The columnist – a true left wing socialist, quasi-communist. For several years he had a weekly column in the Wall Street Journal. He used to remind me of the late Christopher Hitchens, who according to the article below, he didn't like. Not pure leftist enough, I guess.
Like Hitchens, he was a clever writer but with no real depth.
Alexander Cockburn, Left-Wing Writer, Is Dead at 71
Mr. Cockburn had, at various times, regular columns in ideologically disparate publications like The Nation and The Wall Street Journal and became known as an unapologetic leftist, condemning what he saw as the outrages of the right but also castigating the American liberal establishment when he thought it was being timid.
Wayne Barrett, who worked with Mr.
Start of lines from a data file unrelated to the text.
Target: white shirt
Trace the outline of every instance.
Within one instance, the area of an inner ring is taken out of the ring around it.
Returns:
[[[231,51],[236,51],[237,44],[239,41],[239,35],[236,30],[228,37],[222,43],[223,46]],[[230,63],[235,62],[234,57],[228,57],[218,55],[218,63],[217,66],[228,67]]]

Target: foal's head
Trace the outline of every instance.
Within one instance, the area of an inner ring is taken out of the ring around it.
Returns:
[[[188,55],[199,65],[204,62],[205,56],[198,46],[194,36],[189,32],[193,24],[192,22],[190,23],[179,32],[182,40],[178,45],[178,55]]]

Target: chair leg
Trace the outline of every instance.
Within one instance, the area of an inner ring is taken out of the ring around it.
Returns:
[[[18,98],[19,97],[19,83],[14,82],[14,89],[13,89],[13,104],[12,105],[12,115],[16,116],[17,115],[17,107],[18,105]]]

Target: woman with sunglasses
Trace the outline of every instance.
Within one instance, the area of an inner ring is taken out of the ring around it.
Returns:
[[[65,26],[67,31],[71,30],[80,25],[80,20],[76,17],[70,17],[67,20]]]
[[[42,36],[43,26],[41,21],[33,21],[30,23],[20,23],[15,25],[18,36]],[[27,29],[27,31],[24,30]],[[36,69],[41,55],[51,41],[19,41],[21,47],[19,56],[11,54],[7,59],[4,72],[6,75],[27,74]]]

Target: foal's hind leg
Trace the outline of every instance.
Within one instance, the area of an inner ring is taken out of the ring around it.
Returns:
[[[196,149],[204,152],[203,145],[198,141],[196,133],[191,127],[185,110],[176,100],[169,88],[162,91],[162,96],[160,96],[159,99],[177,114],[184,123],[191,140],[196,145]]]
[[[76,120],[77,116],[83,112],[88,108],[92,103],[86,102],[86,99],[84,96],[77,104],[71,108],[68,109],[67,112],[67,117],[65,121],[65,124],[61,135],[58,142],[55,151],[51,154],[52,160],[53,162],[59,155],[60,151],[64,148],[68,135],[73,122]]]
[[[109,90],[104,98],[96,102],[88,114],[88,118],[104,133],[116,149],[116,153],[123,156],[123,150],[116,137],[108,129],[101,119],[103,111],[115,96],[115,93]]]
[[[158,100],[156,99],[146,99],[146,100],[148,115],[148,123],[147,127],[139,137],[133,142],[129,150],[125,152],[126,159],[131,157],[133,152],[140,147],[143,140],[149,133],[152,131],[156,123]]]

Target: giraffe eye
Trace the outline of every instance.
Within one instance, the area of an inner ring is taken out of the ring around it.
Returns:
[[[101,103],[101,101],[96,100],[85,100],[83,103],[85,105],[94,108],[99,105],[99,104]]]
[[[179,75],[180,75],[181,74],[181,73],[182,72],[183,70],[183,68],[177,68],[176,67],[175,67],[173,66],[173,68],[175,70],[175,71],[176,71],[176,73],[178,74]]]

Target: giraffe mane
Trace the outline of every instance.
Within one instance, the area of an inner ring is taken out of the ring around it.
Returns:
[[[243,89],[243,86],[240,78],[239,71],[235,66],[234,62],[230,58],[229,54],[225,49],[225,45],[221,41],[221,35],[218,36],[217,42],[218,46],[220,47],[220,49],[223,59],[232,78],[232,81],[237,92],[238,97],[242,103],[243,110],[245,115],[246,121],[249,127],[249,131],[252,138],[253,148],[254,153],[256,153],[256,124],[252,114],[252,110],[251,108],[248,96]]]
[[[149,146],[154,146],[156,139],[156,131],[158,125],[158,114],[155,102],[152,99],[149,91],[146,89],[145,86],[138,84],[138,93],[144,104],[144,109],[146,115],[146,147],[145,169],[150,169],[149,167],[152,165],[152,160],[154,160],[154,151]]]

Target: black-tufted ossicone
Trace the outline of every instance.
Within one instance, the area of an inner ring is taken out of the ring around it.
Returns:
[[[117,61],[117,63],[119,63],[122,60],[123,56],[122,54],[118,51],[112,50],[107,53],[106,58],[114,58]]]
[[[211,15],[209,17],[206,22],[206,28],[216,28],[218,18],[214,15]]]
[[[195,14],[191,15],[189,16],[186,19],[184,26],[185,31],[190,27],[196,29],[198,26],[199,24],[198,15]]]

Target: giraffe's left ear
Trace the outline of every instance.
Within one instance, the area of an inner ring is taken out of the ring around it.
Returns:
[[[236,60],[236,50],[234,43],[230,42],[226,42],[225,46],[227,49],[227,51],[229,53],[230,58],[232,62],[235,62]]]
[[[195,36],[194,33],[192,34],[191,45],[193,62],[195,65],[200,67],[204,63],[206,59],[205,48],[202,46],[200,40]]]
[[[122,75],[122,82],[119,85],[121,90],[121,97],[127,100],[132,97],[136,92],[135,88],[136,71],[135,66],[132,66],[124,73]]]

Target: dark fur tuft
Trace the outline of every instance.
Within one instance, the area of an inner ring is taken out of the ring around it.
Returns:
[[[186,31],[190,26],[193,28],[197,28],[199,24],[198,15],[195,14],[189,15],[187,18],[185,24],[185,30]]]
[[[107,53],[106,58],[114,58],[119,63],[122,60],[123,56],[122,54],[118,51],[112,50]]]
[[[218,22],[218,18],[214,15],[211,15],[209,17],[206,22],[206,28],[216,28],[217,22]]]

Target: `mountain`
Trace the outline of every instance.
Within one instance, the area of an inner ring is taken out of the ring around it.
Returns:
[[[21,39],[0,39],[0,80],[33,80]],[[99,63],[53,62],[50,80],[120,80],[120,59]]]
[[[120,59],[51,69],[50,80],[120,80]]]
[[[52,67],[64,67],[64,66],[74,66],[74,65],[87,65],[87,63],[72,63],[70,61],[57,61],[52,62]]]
Cockburn at The Village Voice in the 1980s, recalled him in a telephone interview as “a punishing writer.”
“He had a remarkable mind and he could write so quickly,” Mr. Barrett added.
At The Voice, Mr. Cockburn (pronounced COE-burn) wrote, with James Ridgeway, a political column and another, called Press Clips, in which he critiqued the news media, and often mocked what he saw as the ethical failings of journalists.
But Mr. Cockburn, an often-fierce critic in the columns of Israeli policies in the Middle East, was dismissed from The Voice in 1984 after The Boston Phoenix reported that he had accepted a $10,000 grant from a group that its critics called pro-Arab — David Schneiderman, The Voice editor at the time, suggested that the grant created a conflict of interest.